The goal of this page is to document the design of the Tracker Audit Metrics.
Use-Cases
- As a user of Tracker, I would like to see total number of audit messages by type/subtype in the past T timeframe.
- "Show me the total number of reads in the system in the past 1 hour."
- As a user of Tracker, I would like to see the top N datasets/streams by audit message type/subtype activity in the past T timeframe.
- "Show me the 5 datasets with the most writes in the past 24 hours."
- "Show me the 5 streams with the most metadata_changes in the past 7 days."

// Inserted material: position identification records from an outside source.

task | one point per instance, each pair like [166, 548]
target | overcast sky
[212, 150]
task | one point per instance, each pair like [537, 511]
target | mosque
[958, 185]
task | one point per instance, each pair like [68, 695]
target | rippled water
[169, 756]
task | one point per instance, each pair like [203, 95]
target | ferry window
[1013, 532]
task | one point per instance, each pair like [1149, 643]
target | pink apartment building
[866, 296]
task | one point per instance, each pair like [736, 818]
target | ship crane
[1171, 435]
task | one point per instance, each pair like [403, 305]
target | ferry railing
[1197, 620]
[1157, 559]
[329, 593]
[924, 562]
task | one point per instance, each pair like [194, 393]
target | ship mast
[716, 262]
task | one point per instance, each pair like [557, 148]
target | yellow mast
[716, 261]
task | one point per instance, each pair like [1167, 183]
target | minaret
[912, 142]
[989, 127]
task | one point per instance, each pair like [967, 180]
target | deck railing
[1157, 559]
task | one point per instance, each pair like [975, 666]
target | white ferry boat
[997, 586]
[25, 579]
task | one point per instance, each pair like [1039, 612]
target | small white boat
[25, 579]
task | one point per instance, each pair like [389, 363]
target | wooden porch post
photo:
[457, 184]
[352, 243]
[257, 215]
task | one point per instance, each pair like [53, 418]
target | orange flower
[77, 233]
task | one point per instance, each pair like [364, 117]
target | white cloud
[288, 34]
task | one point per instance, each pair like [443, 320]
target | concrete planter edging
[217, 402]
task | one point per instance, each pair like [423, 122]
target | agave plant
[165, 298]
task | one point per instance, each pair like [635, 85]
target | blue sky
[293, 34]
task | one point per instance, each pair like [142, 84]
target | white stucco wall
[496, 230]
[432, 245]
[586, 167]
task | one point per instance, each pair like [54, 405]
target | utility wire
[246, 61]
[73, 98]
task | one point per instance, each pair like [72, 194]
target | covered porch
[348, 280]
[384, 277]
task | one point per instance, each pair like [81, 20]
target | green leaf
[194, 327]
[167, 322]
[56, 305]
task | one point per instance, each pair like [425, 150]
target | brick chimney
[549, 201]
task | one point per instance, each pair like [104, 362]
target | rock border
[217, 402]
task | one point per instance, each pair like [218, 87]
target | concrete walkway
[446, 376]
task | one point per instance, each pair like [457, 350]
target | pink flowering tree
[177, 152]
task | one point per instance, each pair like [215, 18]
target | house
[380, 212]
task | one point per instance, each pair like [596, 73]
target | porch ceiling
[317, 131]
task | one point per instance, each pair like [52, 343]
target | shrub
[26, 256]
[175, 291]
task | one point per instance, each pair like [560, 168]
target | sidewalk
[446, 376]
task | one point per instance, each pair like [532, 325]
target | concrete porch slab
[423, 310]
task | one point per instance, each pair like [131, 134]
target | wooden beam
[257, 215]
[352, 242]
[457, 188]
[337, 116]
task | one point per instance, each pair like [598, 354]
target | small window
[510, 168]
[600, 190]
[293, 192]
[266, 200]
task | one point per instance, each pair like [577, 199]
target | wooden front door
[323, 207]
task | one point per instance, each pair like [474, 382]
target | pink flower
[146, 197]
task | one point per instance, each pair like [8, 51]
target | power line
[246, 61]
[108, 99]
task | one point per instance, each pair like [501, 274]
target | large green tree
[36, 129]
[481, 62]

- As a user of Tracker, I would like to see the top N namespaces with the most type/subtype activity in the past T timeframe.
- "Show me the 5 namespaces witht he most reads in the past 1 hour."
Initial High Level Plan
- As messages come from the Kafka broker and are written to the AuditLog Table, when a message matches one of the metrics criteria, update metrics in a separate OLAP Cube (but the same dataset) as required.
- In the service layer, expose a new endpoint that allows users to query the data in the metrics table and returns the results in JSON.
Storing Metrics in AuditLog Dataset
- Add an additional Cube table to the AuditLog custom dataset to hold metrics.
- The properties of the cube will be as follows
- Resolutions: 1h, 1d, 7d, 30d
- Aggs:
- access_type (access create update truncate delete metadata_change)
- access_type,subtype (access,read access,write access,unknown)
- namespace (default ns1 ns2)
- namespace,entity_type,entity_name (default,stream,stream1 default,dataset,dataset1)
- Measurements:
- accesses
- access_reads
- access_writes
- access_unknowns
- creates
- updates
- truncates
- deletes
- metadata_changes